Your Air Conditioner Your Energy Costs and the Texas Heat

Air conditioners are a part of our everyday lives in Texas, especially come summertime. Once the summer starts heating up, you may be tempted to crank the thermostat as low as it goes to cool down quick. Or, if you’re in the market to get a new AC unit installed, perhaps you want the industrial sized unit so your house can be a walk-in fridge. If these are your plans for this summer, you may want to reconsider your options.

Your Air Conditioner Your Energy Costs and the Texas Heat

For starters, bigger is not always better. Oversized air conditioning systems are incredibly inefficient, and they may not make your home as comfortable as it could potentially be. An oversized unit will cool your home just as fast as a smaller, appropriately sized unit, but the oversized unit will accomplish this before proper dehumidification happens. This will make your home feel “clammy.” In addition, the oversized unit will draw a lot more electricity than is needed. When selecting a new air conditioning system, have professionals measure the size of your home and individual rooms so they can recommend a model that is well suited for the job.

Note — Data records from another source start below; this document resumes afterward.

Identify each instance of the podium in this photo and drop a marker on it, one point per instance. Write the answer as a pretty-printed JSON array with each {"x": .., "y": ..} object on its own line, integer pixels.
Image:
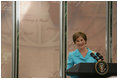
[{"x": 87, "y": 70}]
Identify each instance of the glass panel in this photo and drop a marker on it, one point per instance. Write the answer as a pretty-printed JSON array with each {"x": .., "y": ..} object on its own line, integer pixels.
[
  {"x": 6, "y": 38},
  {"x": 39, "y": 39},
  {"x": 88, "y": 17},
  {"x": 114, "y": 33}
]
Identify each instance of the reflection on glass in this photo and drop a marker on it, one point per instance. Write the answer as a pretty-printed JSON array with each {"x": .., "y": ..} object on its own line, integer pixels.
[
  {"x": 90, "y": 18},
  {"x": 6, "y": 38},
  {"x": 114, "y": 33},
  {"x": 39, "y": 39}
]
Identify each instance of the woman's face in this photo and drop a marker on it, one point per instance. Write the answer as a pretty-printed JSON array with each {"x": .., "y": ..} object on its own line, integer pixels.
[{"x": 80, "y": 42}]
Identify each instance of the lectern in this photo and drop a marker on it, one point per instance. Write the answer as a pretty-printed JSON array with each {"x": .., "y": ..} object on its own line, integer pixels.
[{"x": 87, "y": 70}]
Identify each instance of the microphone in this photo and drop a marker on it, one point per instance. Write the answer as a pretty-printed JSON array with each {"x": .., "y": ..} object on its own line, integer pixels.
[
  {"x": 100, "y": 56},
  {"x": 93, "y": 55}
]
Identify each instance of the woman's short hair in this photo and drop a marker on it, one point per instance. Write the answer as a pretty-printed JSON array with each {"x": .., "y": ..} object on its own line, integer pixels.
[{"x": 78, "y": 34}]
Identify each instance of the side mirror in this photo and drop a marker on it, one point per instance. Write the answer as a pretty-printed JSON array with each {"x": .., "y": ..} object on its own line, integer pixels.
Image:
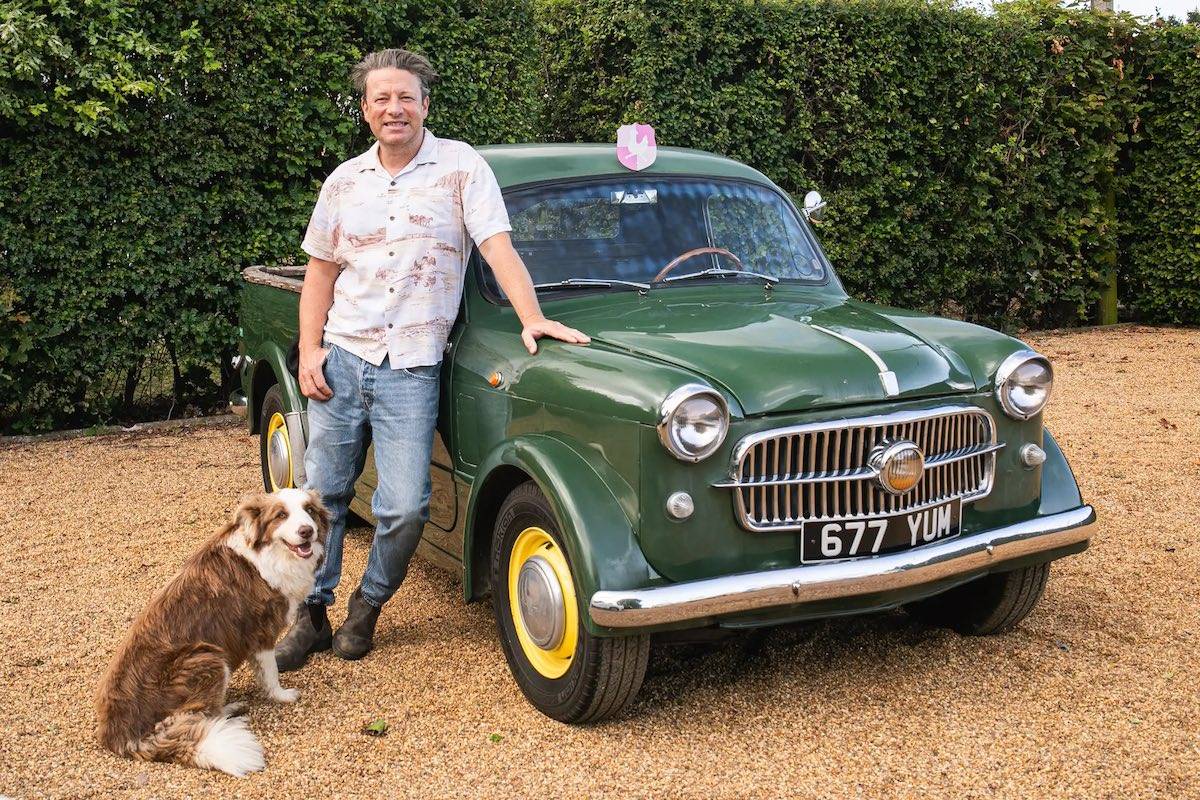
[{"x": 814, "y": 205}]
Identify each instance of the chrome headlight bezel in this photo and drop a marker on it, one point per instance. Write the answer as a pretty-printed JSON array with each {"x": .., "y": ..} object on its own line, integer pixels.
[
  {"x": 1006, "y": 382},
  {"x": 677, "y": 401}
]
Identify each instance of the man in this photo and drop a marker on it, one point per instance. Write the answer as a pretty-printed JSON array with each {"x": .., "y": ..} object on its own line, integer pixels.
[{"x": 388, "y": 246}]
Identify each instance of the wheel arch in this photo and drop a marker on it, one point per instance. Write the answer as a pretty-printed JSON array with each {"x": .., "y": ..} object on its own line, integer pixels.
[
  {"x": 270, "y": 368},
  {"x": 595, "y": 525}
]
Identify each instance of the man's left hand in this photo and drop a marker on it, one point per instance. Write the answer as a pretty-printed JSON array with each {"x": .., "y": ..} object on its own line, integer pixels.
[{"x": 534, "y": 331}]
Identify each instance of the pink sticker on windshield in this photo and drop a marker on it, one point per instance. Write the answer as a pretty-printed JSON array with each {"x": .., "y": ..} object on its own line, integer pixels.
[{"x": 635, "y": 145}]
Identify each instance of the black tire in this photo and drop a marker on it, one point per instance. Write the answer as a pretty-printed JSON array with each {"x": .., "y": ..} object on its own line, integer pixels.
[
  {"x": 273, "y": 404},
  {"x": 605, "y": 673},
  {"x": 994, "y": 603}
]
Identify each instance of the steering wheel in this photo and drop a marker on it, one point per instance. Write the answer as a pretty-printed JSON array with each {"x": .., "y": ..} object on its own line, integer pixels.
[{"x": 699, "y": 251}]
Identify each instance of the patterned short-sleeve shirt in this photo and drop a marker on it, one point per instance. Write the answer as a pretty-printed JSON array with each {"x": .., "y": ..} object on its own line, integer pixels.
[{"x": 402, "y": 244}]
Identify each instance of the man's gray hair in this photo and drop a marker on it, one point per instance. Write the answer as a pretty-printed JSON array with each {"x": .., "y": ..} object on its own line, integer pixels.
[{"x": 394, "y": 59}]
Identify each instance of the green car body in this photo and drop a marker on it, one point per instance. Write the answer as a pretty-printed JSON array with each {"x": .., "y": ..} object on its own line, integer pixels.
[{"x": 582, "y": 422}]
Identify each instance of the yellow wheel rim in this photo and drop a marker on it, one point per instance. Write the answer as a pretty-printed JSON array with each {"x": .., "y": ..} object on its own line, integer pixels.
[
  {"x": 279, "y": 453},
  {"x": 535, "y": 552}
]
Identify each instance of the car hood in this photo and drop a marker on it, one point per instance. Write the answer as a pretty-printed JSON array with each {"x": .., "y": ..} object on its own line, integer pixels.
[{"x": 774, "y": 353}]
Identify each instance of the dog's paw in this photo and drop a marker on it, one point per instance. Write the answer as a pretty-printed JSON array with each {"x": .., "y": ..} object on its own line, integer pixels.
[
  {"x": 233, "y": 709},
  {"x": 285, "y": 695}
]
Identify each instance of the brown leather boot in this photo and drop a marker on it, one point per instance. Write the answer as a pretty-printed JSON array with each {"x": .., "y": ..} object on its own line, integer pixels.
[
  {"x": 310, "y": 633},
  {"x": 353, "y": 638}
]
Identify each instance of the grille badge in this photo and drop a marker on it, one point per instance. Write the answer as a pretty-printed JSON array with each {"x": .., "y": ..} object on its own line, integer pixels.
[{"x": 899, "y": 464}]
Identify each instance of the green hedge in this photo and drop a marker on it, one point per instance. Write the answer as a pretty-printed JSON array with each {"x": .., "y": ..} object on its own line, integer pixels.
[
  {"x": 1161, "y": 208},
  {"x": 149, "y": 151},
  {"x": 179, "y": 143},
  {"x": 961, "y": 155}
]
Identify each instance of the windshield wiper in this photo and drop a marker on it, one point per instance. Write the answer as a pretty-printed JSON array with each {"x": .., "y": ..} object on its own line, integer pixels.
[
  {"x": 719, "y": 270},
  {"x": 591, "y": 283}
]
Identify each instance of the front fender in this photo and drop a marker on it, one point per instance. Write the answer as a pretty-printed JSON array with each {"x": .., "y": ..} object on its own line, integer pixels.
[
  {"x": 1060, "y": 492},
  {"x": 594, "y": 509}
]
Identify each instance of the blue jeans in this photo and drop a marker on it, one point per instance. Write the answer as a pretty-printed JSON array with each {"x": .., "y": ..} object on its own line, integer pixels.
[{"x": 399, "y": 410}]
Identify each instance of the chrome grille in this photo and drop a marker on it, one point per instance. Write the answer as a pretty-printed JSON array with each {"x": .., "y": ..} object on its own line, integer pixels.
[{"x": 786, "y": 476}]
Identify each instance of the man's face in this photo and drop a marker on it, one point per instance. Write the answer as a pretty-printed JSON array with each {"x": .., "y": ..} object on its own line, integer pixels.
[{"x": 394, "y": 107}]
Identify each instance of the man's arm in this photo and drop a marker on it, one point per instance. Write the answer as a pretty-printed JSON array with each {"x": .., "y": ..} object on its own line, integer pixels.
[
  {"x": 513, "y": 276},
  {"x": 316, "y": 298}
]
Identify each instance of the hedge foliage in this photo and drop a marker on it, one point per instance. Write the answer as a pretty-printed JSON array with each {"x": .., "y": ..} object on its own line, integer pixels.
[
  {"x": 963, "y": 155},
  {"x": 1161, "y": 208},
  {"x": 178, "y": 143},
  {"x": 149, "y": 151}
]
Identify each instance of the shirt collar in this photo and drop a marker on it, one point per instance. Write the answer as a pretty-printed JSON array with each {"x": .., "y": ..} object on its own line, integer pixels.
[{"x": 427, "y": 154}]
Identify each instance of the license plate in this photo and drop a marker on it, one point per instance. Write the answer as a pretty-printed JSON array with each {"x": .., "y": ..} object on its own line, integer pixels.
[{"x": 834, "y": 540}]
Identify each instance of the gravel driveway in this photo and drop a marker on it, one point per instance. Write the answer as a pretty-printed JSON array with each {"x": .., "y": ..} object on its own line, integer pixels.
[{"x": 1095, "y": 696}]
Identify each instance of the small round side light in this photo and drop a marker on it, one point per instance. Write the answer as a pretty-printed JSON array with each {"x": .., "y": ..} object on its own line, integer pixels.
[
  {"x": 679, "y": 505},
  {"x": 1032, "y": 456}
]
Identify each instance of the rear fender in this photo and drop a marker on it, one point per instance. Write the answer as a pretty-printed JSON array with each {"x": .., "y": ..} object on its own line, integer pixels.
[
  {"x": 270, "y": 368},
  {"x": 595, "y": 525}
]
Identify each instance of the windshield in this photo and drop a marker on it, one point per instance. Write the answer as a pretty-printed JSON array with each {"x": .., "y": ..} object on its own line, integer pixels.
[{"x": 629, "y": 229}]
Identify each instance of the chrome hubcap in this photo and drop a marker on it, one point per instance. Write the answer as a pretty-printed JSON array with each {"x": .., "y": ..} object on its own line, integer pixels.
[
  {"x": 277, "y": 457},
  {"x": 541, "y": 603}
]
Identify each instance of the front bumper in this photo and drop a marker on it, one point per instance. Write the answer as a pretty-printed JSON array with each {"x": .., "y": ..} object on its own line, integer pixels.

Don’t use the circulation fans of your air conditioner to circulate air without running the compressor as well. Keeping your AC on auto mode will shut off fans at the same time as the compressor. Use ceiling and standalone fans in individual rooms to increase circulation. If you would prefer to use fans over an air conditioning system, consider installing a whole-house fan. These fans work by drawing in cool air during the night and circulating it throughout the house during the day. During the day, the house remains sealed to circulate the cooled air while the warm air is exhausted through the attic.

Setting your thermostat as low as it can go will not cool your house any faster than setting it to your preferred temperature. If left unattended, the lower temperature setting will result in over-cooling, which can lead to increased energy use, more frequent maintenance of your AC, and even freezing of your air conditioner’s condenser unit. Instead, set your thermostat as high as you are comfortable with. Every degree above your normal set temp results in 1-3% of energy savings. Remember, the closer your inside temperature is to the outside temperature, the less your AC needs to work to keep you comfortable. If you are using a window AC unit, use standalone fans to help circulate the cold air around your home. Close the doors to any rooms you do not need cooled. Finally, avoid placing appliances and electronics near thermostats, as the heat they give off can fool the thermostat into thinking the house is not cool, and will continue to run the air conditioner.